Letter of the Day (April 12): Gender equity in Statuary Hall

A statue of U Prof. Maria Sanford, one of the nation's first female professors, is on display at the U.S. Capitol.

April 11, 2014 at 11:34PM
Maria Sanford was a professor of elocution and rhetoric at the University of Minnesota. Photo portrait by Lee Brothers, Minneapolis, received February 1925. ORG XMIT: MIN2014041013150234
Maria Sanford, pioneering professor (The Minnesota Star Tribune)

"A plea for gender equity in Capitol's Statuary Hall," reprinted April 9 from the Los Angeles Times, mentions that only nine of 100 statues in the U.S. Capitol's Statuary Hall are of women. Minnesotans should be proud that Maria Sanford, along with Henry Mower Rice, represents Minnesota.
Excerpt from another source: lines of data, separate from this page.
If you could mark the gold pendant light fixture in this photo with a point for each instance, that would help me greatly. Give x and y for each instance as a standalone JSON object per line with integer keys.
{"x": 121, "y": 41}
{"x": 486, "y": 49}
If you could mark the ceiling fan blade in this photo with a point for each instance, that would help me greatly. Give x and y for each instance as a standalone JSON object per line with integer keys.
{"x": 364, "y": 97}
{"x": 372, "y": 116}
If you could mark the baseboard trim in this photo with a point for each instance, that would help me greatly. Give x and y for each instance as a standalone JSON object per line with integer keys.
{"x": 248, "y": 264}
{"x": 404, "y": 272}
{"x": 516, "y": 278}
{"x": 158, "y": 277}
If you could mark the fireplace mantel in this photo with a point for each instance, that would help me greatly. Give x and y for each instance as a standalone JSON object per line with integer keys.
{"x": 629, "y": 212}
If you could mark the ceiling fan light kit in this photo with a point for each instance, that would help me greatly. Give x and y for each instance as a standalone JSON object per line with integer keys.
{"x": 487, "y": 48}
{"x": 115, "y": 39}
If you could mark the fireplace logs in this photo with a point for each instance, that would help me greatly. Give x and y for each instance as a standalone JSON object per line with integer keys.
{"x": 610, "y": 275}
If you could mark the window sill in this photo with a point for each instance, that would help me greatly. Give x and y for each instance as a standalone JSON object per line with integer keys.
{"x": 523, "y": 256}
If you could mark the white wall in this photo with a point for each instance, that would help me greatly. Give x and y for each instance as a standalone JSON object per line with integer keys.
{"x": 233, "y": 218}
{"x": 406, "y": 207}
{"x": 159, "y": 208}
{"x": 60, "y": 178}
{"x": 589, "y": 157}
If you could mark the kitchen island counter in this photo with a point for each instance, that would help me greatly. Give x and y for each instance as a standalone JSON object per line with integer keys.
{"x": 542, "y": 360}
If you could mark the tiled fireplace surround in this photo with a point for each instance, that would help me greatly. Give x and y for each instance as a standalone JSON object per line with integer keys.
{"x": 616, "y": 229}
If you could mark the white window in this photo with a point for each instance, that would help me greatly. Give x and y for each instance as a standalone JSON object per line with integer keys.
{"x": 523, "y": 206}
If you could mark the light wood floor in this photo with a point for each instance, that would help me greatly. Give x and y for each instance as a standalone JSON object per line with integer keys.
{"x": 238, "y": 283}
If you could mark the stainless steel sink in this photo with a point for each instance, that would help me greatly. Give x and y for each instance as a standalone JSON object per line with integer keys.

In 1870, Sanford became one of the first female professors in the United States. University of Minnesota President William Watts Folwell recruited her in 1880. Folwell later said: "The greatest thing I ever did for the university was to bring Maria Sanford here." In 1909, the year she retired at age 73, Maria gave the U's commencement address, the first woman to do so at a major university. In 1910, Sanford Hall was named in her honor. Generations of University of Minnesota students who have lived in Sanford Hall would enjoy researching and reading more about this remarkable woman.

Karen Fults Kaler, St. Paul

The writer is the wife of University of Minnesota President Eric Kaler.